The stream behind our tent

Photo of Hundar Sand Dunes, Hunder by Serendipity

Hundar sand dunes

Photo of Hundar Sand Dunes, Hunder by Serendipity

Bactrian camel rides

Photo of Hundar Sand Dunes, Hunder by Serendipity

So with conflicting thoughts, I did get a camel ride and I won’t disagree, it was fun. There was a time when a camel came up to me and rubbed it’s neck and head on my left leg and went away, and I was terrified because I didn’t know if it was a friendly or unfriendly gesture! And my own camel sneezed on my hand 7 times and maybe I smelt of camel all day, so yeah it was a fun time… then we went to the sand dunes on foot and had a wonderful time rolling around in the sand.
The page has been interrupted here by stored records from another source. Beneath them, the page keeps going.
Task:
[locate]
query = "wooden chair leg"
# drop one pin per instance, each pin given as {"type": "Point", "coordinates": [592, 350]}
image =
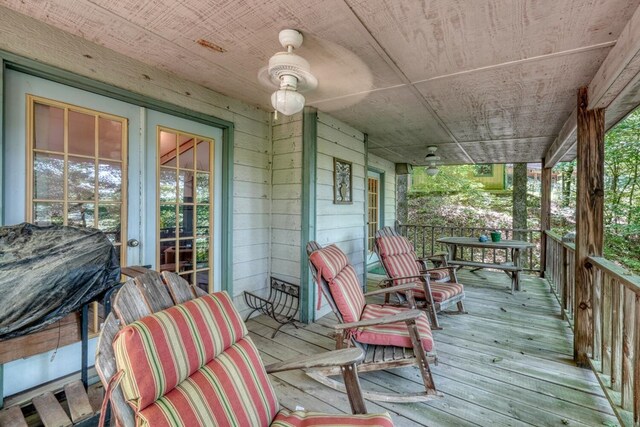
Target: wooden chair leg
{"type": "Point", "coordinates": [421, 358]}
{"type": "Point", "coordinates": [354, 392]}
{"type": "Point", "coordinates": [461, 309]}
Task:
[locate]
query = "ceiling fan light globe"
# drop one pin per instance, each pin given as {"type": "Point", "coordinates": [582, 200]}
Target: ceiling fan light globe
{"type": "Point", "coordinates": [287, 102]}
{"type": "Point", "coordinates": [432, 170]}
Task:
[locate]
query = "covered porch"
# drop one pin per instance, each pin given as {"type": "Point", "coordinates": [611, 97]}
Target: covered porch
{"type": "Point", "coordinates": [508, 362]}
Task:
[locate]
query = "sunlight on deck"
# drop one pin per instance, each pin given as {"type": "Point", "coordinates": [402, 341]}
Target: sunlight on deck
{"type": "Point", "coordinates": [508, 362]}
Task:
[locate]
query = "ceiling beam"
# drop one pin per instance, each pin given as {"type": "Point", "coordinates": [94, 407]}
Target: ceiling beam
{"type": "Point", "coordinates": [403, 77]}
{"type": "Point", "coordinates": [619, 69]}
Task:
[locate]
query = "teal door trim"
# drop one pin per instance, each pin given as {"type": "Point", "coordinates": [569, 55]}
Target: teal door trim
{"type": "Point", "coordinates": [308, 229]}
{"type": "Point", "coordinates": [38, 69]}
{"type": "Point", "coordinates": [365, 254]}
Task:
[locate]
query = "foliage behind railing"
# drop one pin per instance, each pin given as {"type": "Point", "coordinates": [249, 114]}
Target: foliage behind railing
{"type": "Point", "coordinates": [424, 239]}
{"type": "Point", "coordinates": [615, 304]}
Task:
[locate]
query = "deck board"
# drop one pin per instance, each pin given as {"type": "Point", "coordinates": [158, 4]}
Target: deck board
{"type": "Point", "coordinates": [508, 362]}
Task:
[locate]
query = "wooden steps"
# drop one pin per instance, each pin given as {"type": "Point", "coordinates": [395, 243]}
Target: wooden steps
{"type": "Point", "coordinates": [72, 407]}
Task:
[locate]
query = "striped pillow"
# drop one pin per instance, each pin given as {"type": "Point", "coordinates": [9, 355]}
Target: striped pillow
{"type": "Point", "coordinates": [160, 351]}
{"type": "Point", "coordinates": [394, 245]}
{"type": "Point", "coordinates": [329, 261]}
{"type": "Point", "coordinates": [345, 288]}
{"type": "Point", "coordinates": [231, 390]}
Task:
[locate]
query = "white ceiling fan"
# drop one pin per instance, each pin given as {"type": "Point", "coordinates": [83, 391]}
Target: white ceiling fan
{"type": "Point", "coordinates": [432, 161]}
{"type": "Point", "coordinates": [336, 77]}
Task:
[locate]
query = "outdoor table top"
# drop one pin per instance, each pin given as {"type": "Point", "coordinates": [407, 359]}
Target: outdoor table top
{"type": "Point", "coordinates": [473, 241]}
It wasn’t too sunny, so the sand was warm and comfortable! I also noticed that the sand here isn’t like the sand on beaches; it’s more like powdered stone, so the colour is also more white-ish.

Happy mom and kid!

Photo of Ladakh's Sand Dunes, Nubra by Serendipity

Playful camels

Photo of Ladakh's Sand Dunes, Nubra by Serendipity

Our ride!

Photo of Ladakh's Sand Dunes, Nubra by Serendipity

From the sand dunes we had some black tea at a roadside café and went to the Diskit monastery. It has a 104 feet tall Maitreya Buddha statue seated facing towards Pakistan across the Shyok river valley. The Diskit monastery was built in the 14th century and is another beautiful Ladakhi monastery with intricate details.
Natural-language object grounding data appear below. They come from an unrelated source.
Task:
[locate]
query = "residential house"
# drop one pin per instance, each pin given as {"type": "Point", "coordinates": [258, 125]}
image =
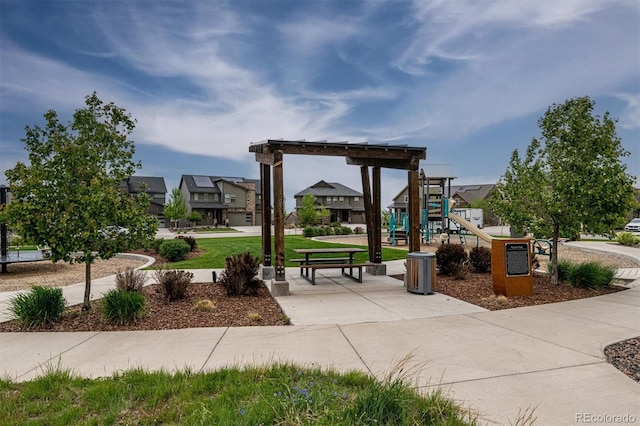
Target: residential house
{"type": "Point", "coordinates": [235, 201]}
{"type": "Point", "coordinates": [155, 189]}
{"type": "Point", "coordinates": [344, 204]}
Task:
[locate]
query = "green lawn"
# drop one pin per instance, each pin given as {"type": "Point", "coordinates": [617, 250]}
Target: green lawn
{"type": "Point", "coordinates": [273, 395]}
{"type": "Point", "coordinates": [216, 250]}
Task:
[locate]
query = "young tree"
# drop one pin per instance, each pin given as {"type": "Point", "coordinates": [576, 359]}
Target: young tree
{"type": "Point", "coordinates": [571, 180]}
{"type": "Point", "coordinates": [307, 213]}
{"type": "Point", "coordinates": [176, 208]}
{"type": "Point", "coordinates": [68, 196]}
{"type": "Point", "coordinates": [194, 217]}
The Maitreya Buddha statue of Diskit

Photo of Diskit Gompa, Diskit by Serendipity

The monasteries at Diskit

Photo of Diskit Gompa, Diskit by Serendipity

The Diskit Gompa

Photo of Diskit Gompa, Diskit by Serendipity

The monastery campus

Photo of Diskit Gompa, Diskit by Serendipity

Inside the Gompa

Photo of Diskit Gompa, Diskit by Serendipity

More buildings of the monastery

Photo of Diskit Gompa, Diskit by Serendipity

View from the top of Diskit Gompa

Photo of Diskit Gompa, Diskit by Serendipity

From Diskit we left Nubra and headed to Leh, which meant crossing the Khardung La a second time. It was already raining and 4 in the afternoon. We had our lunch at the last stop (Khardung village most probably) before the pass. As we approached Khardung La, we realised snow was coming down with the rain. Soon it turned into a complete snowfall and we reached the Khardung La top. What a sight! A group of bikers were singing in unison out of happiness and last day’s snow covered mountains were even whiter, not leaving a single stone in sight. We again jumped around for sometime in excitement! Our car was covered in snow too. We now had to drive down as soon as possible because the roads were becoming muddier and the air, foggy and blurry. As the car climbed down from the pass, the weather became clearer, and by 6 we were in Leh.

Snowfall at Khardung La

Photo of Khardung La by Serendipity

At the Khardung La Top!

Photo of Khardung La by Serendipity

The sun shone brightly and the sky looked clear, but we could see that the darker clouds were still accumulated at the snow peaks where Khardung La was located. Sangaylay Palace welcomed us in Leh once again and we had some warm soup. Khardung La had successfully shown us both of it’s extremities!

P.S.: All the photos here are solely by me.